Despite Vocal Opposition, Vote By Mail Arriving in King County

Despite the very vocal opposition of many citizens to the move to all Vote By Mail elections in King County, WA, the plan is in place to conduct the first forced all-mail election (well at least we are told there’s a plan). Just remember, it’s the King County Democrats that are leading the charge. It was also the King County Dems lead by Ron Sims that brought in Diebold machines in the first place. All four County Republicans have been continuously opposed. Here’s the article on the upcoming debacle in the Seattle Times.

Bob Ferguson, the only Democrat on the Council who has shown any concern at all, is once again cited as “concerned”. But my personal experience with Bob makes me feel like he’s just interested in Ron’s job, and will be challenging Larry Phillips for the position come 2009, so I have trouble believing he will do anything to stop this trainwreck from moving forward. Please Bob prove me wrong.

County Councilman Bob Ferguson, D-Seattle, wants the county to open more drop-off locations and he’s worried that there is not enough time to educate voters.

“People are receiving ballots who have never received absentee ballots,” he said at a council briefing Monday. “These are people who have been voting at polls 20, 30, 40, 50 years.”

Well Bob, you could have sided with the 4 votes against this follow last fall. But you didn’t. Too little, too late.

Idaho Looks to Vote By Mail

In what is an ongoing trend, lawmakers in Idaho are looking to Vote-By Mail schemes as a way to avoid the high cost of elections.

BOISE — Idahoans could be voting from their kitchen tables in the future, if a group of county clerks has its way.

The State Affairs Committee in the House of Representatives discussed two vote-by-mail proposals Thursday, and approved both to become formal bills for further discussion.

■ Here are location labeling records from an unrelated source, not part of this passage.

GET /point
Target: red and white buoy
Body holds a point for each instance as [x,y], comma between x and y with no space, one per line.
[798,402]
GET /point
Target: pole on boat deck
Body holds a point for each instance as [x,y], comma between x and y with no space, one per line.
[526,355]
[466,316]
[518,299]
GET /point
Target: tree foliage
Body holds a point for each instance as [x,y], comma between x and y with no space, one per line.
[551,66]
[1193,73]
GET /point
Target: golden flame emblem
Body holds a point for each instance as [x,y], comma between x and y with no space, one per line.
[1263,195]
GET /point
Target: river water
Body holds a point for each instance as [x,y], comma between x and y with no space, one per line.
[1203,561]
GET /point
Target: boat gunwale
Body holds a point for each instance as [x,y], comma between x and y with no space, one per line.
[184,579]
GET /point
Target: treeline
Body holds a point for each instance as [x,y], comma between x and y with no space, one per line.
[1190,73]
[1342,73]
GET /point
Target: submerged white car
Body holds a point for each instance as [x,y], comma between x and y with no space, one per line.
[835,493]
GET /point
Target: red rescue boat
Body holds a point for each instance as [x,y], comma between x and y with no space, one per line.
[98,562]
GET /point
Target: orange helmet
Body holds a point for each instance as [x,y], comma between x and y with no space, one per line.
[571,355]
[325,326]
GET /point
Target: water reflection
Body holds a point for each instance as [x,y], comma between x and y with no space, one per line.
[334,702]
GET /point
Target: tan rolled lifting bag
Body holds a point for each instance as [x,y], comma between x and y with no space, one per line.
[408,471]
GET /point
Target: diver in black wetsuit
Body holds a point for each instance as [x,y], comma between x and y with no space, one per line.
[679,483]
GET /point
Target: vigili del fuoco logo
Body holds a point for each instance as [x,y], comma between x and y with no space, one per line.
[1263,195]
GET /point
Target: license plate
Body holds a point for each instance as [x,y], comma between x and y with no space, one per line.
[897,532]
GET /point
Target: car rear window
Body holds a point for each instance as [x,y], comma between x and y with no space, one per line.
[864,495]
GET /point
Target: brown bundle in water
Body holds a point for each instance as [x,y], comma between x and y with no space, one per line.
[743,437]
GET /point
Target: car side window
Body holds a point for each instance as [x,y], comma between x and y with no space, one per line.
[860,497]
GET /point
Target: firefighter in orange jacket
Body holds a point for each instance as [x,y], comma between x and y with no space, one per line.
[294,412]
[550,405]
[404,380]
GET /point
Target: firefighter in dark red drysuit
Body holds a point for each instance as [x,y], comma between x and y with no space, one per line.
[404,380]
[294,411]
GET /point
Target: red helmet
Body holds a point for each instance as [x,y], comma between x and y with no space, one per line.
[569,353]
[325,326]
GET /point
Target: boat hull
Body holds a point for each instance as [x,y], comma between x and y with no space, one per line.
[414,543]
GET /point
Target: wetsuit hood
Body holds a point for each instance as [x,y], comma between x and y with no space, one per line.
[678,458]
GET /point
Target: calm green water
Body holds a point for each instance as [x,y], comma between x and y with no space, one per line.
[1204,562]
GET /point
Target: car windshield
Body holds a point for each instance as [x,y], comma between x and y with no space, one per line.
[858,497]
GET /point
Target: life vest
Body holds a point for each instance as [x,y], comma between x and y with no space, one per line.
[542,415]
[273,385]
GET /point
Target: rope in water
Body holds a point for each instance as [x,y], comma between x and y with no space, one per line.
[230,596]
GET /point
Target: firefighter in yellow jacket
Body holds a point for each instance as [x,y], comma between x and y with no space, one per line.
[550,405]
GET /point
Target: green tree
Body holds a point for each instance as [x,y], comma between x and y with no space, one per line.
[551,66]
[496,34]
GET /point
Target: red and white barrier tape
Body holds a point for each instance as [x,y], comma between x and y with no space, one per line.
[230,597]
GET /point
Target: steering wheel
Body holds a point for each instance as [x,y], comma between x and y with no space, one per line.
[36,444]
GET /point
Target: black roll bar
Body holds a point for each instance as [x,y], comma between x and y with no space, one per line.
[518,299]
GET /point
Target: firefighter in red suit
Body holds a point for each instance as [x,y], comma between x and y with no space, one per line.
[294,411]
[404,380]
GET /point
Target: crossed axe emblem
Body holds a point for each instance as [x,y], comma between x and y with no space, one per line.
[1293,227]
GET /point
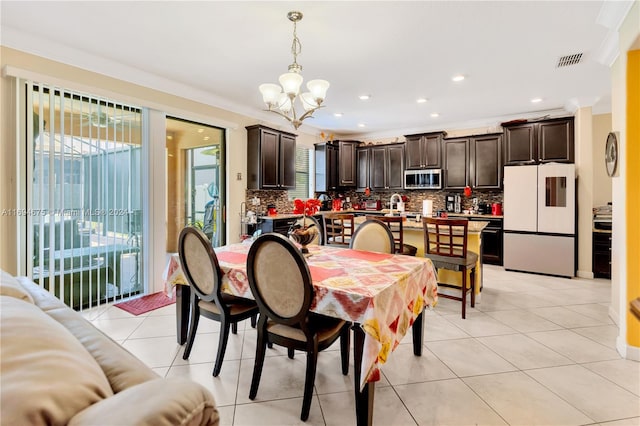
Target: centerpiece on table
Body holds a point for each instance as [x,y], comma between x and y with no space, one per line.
[305,233]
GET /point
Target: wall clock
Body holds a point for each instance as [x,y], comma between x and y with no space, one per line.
[611,154]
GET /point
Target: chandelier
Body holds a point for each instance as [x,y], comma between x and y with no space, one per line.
[280,99]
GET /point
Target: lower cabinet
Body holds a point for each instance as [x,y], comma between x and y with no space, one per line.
[602,254]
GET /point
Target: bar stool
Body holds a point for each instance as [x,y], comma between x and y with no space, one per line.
[394,223]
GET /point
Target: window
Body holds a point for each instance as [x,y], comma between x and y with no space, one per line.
[302,174]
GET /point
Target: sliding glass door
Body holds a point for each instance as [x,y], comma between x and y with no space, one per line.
[84,196]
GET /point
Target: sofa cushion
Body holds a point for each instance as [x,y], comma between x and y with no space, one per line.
[10,286]
[160,402]
[47,374]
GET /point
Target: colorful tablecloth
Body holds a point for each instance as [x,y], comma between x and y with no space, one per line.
[382,293]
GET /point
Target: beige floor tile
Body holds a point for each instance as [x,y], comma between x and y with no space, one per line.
[155,326]
[338,409]
[446,402]
[524,321]
[524,352]
[478,324]
[592,394]
[519,400]
[438,328]
[623,372]
[223,387]
[566,317]
[154,351]
[205,349]
[468,357]
[574,346]
[635,421]
[404,367]
[281,378]
[277,413]
[597,311]
[118,328]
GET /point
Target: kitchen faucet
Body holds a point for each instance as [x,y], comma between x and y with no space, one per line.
[391,202]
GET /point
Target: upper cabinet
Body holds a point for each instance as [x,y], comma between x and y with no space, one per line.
[347,168]
[485,167]
[423,151]
[456,163]
[336,165]
[271,158]
[326,161]
[539,142]
[386,167]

Of course, it has been shown in this blog, and elsewhere, that Vote-By Mail is neither cheaper, nor more secure. But that doesn’t stop anyone from repeating the lie:

Allowing voting by mail, and having fewer traditional polling places, would save taxpayers money, Mace said. Automark electronic voting machines, which are used throughout the state, cost about $6,000 to purchase, and $250 per year in maintenance fees. In her county, Mace said, she spends about $10,000 per election day on pollworkers.

This proposal has all the same worn over and discredited bullet points of ever other VBM proposal that has cometo light recently. From convenience, to cost, to the closing of polls. It is a shame that lawmakers simply regurgitate info, without any sign of critical thinking.